Store it in a place with a stable temperature, and the colder the better, at least down to 64F (17C) or so. (Mine is kept at 68F)

It will foam up quite a bit for a few days, and then the foam will fall in. That foam is your 'krausen,' and that's why you fill the bottle only halfway full to begin with.

After the krausen has fallen, boil up a bit more water, cool it down, and fill your fermentation vessel up to about a thumb's breadth from the top.

When it's done, the yeast will drop out (flocculate), and the liquid will be bright and clear. That tells you it's time to do away with the foil and cap the stuff, chill it, and imbibe.

But don't get too excited. It's going to take a month-and-a-half to two months to do it.

Now, there's a lot more to it that what I've told you, but I've told you right.

The honey is better not boiled, and it helps to cool the boiling water. It needs to stay above 170F for 10 minutes to sanitize it.

More attention should be paid to following the instructions than questioning them.

For yeast, there's Lalvin and Red Star which are readily available at any brew shop or online distributor. A white wine yeast works best.

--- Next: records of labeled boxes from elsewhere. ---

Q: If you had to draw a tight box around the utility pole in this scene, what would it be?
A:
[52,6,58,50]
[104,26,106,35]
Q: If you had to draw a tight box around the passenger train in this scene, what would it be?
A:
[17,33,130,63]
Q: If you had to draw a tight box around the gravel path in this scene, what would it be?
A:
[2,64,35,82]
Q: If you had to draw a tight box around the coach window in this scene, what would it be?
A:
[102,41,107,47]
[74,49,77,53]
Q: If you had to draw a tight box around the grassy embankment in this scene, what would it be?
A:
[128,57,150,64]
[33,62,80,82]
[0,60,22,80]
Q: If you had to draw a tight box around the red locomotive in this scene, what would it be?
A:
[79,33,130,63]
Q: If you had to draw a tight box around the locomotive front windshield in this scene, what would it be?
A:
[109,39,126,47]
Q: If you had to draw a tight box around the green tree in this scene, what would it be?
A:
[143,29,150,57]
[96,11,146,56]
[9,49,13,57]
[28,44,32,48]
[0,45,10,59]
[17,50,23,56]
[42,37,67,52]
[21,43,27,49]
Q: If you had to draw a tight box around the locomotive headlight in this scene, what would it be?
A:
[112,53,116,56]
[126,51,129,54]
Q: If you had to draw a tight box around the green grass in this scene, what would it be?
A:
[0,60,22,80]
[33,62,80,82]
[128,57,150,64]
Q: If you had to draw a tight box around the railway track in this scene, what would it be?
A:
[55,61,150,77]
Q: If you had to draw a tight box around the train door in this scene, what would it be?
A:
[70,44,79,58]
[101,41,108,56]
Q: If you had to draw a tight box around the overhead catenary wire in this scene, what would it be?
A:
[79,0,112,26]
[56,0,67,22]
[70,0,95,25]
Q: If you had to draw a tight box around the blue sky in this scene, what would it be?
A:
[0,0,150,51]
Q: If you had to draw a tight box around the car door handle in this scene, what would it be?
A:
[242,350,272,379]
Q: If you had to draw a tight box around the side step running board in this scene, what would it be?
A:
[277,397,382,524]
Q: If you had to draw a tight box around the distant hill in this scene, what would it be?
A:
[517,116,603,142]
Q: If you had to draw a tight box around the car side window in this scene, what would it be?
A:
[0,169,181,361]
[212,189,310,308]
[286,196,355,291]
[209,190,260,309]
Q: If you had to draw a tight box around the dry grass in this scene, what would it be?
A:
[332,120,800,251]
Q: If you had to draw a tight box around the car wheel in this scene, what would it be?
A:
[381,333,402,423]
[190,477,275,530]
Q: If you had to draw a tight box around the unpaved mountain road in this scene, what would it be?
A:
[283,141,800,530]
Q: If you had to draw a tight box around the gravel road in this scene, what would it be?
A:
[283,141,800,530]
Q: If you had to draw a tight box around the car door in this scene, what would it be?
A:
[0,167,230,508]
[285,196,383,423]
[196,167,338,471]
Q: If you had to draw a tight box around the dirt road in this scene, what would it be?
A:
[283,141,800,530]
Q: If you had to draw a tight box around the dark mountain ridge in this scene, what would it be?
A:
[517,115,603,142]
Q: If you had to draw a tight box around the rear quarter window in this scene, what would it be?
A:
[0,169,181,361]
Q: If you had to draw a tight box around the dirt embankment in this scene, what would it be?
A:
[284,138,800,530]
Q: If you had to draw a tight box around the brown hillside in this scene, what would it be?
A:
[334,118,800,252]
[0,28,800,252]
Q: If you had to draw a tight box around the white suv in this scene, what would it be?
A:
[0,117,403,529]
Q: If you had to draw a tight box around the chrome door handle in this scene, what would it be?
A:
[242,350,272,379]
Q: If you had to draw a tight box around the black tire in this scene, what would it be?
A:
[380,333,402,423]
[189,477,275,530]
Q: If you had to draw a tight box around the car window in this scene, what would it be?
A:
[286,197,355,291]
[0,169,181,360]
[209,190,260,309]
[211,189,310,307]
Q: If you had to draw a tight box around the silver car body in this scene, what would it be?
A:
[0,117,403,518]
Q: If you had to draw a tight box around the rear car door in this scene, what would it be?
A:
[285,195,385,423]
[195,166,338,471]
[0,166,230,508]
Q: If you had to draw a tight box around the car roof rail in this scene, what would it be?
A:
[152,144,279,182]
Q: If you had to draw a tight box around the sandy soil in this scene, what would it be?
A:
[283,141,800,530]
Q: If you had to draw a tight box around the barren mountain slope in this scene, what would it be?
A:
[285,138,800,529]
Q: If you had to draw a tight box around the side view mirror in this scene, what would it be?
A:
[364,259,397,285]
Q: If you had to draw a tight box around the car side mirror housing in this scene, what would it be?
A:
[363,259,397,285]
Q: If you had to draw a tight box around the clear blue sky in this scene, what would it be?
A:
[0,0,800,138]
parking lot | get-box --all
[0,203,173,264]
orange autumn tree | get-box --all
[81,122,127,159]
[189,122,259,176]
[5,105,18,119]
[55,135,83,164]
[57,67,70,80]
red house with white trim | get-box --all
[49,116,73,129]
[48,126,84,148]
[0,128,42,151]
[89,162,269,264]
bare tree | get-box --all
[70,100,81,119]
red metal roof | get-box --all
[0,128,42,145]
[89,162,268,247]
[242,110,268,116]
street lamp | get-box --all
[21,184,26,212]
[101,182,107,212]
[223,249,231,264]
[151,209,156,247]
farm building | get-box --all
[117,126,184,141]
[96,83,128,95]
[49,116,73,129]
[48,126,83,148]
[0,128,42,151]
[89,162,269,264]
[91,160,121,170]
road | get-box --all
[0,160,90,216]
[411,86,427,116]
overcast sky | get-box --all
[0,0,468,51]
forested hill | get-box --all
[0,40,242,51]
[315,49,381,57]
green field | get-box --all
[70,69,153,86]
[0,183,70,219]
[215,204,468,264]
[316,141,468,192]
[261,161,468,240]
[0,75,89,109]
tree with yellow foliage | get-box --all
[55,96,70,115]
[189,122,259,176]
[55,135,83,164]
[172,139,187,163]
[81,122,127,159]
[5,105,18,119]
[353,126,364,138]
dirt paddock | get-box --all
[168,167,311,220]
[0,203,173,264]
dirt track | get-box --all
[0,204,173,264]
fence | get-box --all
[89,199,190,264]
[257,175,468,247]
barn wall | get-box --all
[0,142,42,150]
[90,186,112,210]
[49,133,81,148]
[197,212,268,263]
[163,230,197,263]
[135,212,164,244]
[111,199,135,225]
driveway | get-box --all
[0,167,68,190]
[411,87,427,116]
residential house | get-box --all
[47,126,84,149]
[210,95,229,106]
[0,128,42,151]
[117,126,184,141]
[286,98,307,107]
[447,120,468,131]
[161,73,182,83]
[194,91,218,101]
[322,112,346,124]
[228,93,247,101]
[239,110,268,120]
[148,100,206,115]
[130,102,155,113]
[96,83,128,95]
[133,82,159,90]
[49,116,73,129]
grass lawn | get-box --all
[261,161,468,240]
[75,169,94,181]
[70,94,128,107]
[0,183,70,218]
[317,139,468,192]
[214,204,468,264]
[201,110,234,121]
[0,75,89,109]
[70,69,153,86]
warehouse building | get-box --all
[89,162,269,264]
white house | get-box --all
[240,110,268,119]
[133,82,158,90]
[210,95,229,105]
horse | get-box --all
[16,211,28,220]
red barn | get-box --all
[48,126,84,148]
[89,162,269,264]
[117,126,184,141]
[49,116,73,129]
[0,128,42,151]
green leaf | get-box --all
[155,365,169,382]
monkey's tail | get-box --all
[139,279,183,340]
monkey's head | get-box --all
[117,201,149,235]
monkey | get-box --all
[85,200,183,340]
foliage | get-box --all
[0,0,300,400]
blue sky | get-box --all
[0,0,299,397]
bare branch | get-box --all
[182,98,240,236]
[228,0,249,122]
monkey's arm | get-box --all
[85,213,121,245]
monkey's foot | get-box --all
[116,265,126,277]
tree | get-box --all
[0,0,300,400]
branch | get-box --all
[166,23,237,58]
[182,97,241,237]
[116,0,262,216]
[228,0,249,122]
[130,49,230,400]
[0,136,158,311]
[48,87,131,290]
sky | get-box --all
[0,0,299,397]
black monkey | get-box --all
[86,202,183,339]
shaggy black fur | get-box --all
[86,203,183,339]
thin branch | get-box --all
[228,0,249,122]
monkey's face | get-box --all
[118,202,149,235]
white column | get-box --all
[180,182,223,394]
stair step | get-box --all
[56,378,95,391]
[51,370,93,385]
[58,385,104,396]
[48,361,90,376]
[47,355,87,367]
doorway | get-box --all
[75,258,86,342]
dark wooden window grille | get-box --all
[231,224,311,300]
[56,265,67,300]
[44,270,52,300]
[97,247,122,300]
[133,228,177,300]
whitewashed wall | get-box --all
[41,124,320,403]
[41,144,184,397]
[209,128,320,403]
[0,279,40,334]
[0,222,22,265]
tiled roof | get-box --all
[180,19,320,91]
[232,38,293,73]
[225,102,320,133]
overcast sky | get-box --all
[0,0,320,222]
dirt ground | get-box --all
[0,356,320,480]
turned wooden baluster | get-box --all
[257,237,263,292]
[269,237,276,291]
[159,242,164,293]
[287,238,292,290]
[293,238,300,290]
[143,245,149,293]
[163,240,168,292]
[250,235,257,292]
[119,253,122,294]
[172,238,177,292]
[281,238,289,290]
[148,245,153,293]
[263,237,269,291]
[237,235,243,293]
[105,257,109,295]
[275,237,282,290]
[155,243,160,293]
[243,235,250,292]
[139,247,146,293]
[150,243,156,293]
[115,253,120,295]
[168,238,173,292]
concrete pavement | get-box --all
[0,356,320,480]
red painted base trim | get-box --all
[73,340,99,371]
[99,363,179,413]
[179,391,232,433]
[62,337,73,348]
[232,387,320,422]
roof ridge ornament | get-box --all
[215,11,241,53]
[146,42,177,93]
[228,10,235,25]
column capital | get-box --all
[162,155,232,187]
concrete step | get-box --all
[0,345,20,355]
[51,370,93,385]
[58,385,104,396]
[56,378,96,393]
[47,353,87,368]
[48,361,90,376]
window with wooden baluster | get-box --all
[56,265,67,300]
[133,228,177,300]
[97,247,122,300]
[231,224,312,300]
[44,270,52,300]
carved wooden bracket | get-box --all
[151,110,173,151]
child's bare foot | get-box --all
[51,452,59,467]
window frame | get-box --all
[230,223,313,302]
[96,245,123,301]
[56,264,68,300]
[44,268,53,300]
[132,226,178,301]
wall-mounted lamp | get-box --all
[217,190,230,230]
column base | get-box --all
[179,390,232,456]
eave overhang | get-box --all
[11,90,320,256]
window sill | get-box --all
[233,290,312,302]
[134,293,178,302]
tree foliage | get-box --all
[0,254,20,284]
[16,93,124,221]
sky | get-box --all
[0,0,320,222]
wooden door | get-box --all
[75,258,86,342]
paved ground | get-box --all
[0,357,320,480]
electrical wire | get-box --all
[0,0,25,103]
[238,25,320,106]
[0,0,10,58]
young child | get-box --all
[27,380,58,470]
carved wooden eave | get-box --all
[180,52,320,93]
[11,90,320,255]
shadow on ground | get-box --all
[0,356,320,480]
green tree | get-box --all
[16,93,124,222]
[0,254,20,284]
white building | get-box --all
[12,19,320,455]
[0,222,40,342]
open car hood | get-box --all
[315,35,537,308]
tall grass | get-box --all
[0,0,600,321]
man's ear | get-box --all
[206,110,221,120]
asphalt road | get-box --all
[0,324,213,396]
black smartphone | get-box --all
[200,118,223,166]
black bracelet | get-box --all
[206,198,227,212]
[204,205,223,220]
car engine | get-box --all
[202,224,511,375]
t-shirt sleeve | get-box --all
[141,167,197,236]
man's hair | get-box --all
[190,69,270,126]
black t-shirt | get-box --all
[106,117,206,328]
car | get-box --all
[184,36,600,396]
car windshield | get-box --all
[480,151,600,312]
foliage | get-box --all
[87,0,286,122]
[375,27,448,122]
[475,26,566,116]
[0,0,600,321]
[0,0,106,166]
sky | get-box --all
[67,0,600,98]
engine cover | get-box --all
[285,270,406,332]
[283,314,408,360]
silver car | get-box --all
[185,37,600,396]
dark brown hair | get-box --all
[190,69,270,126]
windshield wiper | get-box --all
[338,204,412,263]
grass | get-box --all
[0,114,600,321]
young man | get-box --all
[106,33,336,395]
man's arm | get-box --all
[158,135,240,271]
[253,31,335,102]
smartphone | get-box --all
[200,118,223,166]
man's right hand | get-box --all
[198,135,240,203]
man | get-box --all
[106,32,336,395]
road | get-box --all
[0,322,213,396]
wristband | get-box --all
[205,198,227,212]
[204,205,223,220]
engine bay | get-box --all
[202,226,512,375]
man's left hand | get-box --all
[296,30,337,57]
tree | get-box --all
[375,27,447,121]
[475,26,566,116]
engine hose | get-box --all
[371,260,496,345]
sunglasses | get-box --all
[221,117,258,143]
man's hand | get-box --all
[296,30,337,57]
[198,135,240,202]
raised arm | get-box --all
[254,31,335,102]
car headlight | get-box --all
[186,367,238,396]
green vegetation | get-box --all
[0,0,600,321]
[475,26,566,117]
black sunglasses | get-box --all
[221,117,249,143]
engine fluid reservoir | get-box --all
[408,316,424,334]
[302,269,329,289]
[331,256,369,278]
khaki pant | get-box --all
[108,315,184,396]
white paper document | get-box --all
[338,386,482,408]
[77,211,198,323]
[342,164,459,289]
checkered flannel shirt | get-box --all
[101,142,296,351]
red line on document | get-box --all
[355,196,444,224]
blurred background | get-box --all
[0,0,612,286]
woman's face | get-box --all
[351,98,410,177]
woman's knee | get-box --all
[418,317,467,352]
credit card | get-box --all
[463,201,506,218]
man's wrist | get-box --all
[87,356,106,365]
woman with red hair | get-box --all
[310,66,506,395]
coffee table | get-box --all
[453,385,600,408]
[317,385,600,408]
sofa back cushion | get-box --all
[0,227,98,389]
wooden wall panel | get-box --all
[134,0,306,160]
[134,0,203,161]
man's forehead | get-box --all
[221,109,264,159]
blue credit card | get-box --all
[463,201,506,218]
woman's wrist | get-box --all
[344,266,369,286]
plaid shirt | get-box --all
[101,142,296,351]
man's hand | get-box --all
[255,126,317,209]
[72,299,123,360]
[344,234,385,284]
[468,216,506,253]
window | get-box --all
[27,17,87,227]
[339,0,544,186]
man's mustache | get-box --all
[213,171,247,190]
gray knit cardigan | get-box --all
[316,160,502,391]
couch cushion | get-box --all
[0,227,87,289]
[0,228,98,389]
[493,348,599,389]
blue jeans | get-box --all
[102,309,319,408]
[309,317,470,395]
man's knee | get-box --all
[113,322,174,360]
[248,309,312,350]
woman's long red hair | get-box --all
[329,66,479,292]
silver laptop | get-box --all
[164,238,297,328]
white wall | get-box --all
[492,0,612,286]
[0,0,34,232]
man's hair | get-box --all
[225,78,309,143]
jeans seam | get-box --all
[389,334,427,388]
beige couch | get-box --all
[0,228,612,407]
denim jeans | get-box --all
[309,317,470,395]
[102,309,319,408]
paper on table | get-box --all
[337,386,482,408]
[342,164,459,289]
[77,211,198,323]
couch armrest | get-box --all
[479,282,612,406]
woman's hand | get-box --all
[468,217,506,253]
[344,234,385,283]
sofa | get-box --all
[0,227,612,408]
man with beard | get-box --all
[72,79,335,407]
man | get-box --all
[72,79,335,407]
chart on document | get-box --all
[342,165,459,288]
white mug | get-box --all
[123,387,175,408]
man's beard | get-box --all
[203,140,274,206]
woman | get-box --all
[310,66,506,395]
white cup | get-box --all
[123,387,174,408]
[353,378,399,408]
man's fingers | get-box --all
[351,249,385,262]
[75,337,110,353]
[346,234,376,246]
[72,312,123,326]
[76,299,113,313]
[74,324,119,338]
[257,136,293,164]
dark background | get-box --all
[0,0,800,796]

I was going to publish this recipe for the gruit which flavored Queen Elizabeth's mead, but now I've taken a mood. Maybe in the comments somewhere.

EDIT: And I had forgotten this earlier, but honey is deficient in magnesium, which the yeast needs in trace amounts to ensure proper growth. If you have tap water or well water, then you have plenty of magnesium already. If you're using filtered or distilled water, two to three grains of epsom salts is essential to ensure proper attenuation.